Il rimpasto avrebbe potuto favorire il Partito Socialista, con la proposta di Tania Fajon, eurodeputata S&D, già nella rosa dei papabili individuati in estate. Ma la politica è imprevedibile, e mai si conoscono del tutto i meccanismi che avvengono all’ombra delle stanze “del potere”. Ecco quindi il colpo di scena: venerdì fonti ufficiali hanno confermato come sostituto della  Bratusek la liberale Violeta Bulc, da tre settimane ministro senza portafoglio in patria per sviluppo, progetti strategici e coesione. Una candidatura molto debole, per usare un eufemismo. Poca esperienza per fornire quella competenza richiesta a un Commissario Europeo, soprattutto se si punta a una Vicepresidenza, che probabilmente non avrà e che potrebbe andare invece al socialista slovacco Maros Sefcovic, cui era in un primo momento stato assegnato il portafoglio di Trasporti e Spazio. Sefcovic era già stato Vicepresidente nell’Esecutivo Barroso ed in questo modo supervisionerebbe Canete, facendo meglio digerire ai Socialisti la sua nomina. Non resta quindi che aspettare l’audizione della Bulc che dovrà tenersi tassativamente prima del 22 ottobre, data fissata per il voto di fiducia dell’Esecutivo comunitario che dovrebbe poi portar la nuova Commissione ad iniziare i lavori il prossimo 1 novembre.

L’approvazione della Commissione Juncker, tuttavia, non è un mero esercizio di forma, l’autunno si preannuncia, infatti, caldo. Fiato sul collo da parte soprattutto delle associazioni ambientaliste sul tema dell’energia. Dopo che attivisti di Greenpeace, provenienti da Germania, Francia, Austria e Italia, hanno aperto un enorme striscione a Milano in occasione del Consiglio informale dei Ministri UE per l’Energia e l’Ambiente con il messaggio: “People want renewables and energy efficiency” (“Le persone vogliono rinnovabili ed efficienza energetica”), i riflettori sono puntati sul Consiglio del 23-24 ottobre in cui ci si attende che i Capi di Stato e di Governo europei prendano una decisione definitiva sugli obiettivi comunitari al 2030 in tema di clima e energia. Greenpeace chiede l’adozione di tre target vincolanti: il taglio del 55% delle emissioni di CO2, il 45% di energia da fonti rinnovabili ed il 40% di incremento dell’efficienza energetica. L’unica strada per fermare il cambiamento climatico e, contemporaneamente, diminuire la dipendenza energetica dell’Europa da costose importazioni di combustibili fossili anche per Wwf e Legambiente. I principali network ambientalisti si aspettano quindi che il Consiglio – sotto la Presidenza italiana – si faccia promotore di un accordo ambizioso in grado di contribuire alla ratifica di un documento globale nella prossima Conferenza mondiale sul clima, che avrà luogo a Parigi nel 2015.
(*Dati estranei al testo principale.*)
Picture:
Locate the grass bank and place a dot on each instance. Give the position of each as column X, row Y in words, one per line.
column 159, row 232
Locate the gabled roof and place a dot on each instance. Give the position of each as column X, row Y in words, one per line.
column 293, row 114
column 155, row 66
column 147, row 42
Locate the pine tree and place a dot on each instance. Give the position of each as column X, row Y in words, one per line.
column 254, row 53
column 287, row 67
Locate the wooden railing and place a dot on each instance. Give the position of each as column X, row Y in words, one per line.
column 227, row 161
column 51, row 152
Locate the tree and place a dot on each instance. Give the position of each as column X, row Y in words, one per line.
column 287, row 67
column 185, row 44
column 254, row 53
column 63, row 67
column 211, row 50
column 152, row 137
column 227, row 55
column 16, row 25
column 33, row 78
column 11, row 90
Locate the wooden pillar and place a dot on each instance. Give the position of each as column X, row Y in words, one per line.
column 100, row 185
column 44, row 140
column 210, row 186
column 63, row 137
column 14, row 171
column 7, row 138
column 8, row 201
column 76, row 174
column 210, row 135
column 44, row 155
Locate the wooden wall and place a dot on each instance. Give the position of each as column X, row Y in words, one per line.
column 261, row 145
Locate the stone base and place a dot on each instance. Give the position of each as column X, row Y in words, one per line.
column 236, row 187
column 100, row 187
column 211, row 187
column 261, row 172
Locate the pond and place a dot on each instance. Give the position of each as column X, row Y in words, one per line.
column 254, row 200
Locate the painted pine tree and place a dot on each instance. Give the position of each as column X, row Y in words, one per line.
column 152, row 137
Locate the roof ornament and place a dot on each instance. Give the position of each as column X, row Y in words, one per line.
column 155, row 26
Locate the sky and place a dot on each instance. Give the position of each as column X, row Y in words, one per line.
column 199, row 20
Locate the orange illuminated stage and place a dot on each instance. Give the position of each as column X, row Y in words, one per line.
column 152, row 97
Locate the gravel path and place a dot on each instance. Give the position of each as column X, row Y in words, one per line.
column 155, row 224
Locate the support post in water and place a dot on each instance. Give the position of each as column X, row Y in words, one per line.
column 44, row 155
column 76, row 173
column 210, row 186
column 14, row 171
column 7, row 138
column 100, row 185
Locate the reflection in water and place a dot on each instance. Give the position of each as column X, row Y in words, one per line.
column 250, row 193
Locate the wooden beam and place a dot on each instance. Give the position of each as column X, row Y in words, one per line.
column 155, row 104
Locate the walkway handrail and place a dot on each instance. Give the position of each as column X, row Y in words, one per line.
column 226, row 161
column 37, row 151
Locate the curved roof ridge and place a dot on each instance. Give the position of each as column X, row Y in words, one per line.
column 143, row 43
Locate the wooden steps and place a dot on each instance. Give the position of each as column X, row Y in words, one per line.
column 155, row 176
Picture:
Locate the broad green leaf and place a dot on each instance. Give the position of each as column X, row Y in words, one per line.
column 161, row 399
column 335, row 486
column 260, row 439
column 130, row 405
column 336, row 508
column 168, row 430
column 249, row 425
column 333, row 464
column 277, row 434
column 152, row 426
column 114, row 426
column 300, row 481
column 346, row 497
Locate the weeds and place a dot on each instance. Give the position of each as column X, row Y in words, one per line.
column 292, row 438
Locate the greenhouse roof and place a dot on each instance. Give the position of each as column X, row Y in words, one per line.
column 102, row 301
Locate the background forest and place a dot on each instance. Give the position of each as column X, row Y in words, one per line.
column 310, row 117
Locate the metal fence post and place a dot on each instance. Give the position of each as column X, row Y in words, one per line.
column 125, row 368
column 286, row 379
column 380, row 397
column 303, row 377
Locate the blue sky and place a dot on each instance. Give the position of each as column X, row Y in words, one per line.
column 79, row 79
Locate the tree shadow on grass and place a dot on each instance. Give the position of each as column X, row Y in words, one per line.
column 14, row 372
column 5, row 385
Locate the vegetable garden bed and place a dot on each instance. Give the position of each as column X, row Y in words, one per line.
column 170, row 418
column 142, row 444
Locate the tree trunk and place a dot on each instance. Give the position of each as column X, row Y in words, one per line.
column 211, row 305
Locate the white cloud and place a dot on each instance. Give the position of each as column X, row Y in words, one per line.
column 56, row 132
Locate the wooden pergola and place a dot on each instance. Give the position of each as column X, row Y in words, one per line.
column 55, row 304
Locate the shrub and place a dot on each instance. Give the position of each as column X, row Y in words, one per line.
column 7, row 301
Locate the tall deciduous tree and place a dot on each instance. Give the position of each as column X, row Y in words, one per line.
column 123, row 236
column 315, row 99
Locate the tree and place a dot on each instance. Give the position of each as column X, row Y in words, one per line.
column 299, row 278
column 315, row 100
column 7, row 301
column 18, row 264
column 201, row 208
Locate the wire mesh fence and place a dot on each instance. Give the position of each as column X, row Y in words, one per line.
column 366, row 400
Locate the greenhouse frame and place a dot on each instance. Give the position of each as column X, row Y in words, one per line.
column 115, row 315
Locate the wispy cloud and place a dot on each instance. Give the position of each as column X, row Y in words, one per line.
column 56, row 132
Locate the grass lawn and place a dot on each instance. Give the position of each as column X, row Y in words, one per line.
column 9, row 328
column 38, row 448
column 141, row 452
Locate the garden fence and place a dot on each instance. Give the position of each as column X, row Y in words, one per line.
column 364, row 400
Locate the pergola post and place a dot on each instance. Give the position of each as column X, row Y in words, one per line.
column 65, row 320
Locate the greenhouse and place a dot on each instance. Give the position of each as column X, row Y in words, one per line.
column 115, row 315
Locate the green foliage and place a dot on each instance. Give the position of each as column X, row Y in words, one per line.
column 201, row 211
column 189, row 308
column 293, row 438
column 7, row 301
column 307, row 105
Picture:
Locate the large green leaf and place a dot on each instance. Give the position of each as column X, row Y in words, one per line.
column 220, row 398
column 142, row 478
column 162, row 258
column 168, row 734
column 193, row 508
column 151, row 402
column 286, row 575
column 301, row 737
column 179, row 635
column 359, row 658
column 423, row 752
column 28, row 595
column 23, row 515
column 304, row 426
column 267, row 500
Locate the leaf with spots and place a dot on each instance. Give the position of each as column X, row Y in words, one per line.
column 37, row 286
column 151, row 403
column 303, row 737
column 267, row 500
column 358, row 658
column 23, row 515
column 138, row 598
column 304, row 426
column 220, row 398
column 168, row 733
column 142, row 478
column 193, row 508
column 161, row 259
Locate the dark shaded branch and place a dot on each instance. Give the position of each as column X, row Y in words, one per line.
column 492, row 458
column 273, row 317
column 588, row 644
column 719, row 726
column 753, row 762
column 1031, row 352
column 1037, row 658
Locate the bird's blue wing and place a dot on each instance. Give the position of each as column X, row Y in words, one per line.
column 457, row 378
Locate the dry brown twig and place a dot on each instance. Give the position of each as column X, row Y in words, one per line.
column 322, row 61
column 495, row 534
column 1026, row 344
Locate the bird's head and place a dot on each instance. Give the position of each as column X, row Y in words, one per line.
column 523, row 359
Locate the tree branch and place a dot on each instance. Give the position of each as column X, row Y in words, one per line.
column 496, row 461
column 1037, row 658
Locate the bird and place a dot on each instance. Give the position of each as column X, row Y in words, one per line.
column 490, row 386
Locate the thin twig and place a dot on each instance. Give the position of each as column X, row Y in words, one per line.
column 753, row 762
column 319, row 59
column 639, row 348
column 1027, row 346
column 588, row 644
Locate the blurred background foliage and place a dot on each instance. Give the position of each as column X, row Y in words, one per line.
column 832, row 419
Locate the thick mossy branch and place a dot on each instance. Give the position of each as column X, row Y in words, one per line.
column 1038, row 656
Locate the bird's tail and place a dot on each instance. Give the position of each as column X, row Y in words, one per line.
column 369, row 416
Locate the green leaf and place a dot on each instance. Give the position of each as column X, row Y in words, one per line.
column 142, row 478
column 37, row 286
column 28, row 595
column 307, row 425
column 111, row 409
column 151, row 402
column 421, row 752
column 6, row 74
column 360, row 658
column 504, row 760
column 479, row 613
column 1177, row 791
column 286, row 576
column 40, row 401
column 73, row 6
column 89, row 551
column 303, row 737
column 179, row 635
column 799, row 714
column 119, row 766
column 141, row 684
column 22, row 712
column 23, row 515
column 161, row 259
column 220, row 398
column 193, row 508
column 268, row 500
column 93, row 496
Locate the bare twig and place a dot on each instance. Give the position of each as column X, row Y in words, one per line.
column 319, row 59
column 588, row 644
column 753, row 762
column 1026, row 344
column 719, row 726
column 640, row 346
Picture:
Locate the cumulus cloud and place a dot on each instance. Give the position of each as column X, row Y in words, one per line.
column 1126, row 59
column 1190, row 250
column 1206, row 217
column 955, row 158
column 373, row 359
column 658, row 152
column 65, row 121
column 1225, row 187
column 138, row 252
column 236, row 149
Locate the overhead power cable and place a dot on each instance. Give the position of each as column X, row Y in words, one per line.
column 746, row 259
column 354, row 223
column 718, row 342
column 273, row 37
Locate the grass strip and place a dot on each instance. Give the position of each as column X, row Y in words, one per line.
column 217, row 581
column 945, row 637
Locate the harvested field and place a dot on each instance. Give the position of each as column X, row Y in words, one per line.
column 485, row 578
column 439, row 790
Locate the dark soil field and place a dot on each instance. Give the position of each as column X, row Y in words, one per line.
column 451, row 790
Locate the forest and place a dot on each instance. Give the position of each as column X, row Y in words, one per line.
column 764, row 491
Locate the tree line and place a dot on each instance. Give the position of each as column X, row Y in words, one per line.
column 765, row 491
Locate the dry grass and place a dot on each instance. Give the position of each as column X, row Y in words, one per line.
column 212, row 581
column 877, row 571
A gettare benzina sul fuoco in settimana è arrivata anche la decisione della Commissione UE di autorizzare gli ingenti aiuti di Stato che il governo britannico intende dare a una nuova centrale nucleare, che sarà costruita nei prossimi dieci anni a Hinkley Point, nel Somerset, per un costo totale stimato di 31,2 miliardi di Euro, la più cara della storia, e una capacità di 3,3 GW (il 7,7% della produzione elettrica britannica), ripartita su due reattori. La decisione, senza precedenti, sta già suscitando non solo le proteste delle ONG ambientaliste, dei Verdi europei e dei movimenti antinucleari, ma anche l’opposizione di alcuni governi UE, a cominciare da quello austriaco, che è pronto a ricorrere alla Corte europea di Giustizia. Ancora più incredibile è il fatto che una decisione così controversa sia stata presa da Joaquin Almunia, il Commissario alla concorrenza, a poche settimane dalla scadenza del suo mandato. Sulla nuova Commissione Juncker, già debole alla nascita, peseranno perciò tutte le eventuali conseguenze del via libera accordato.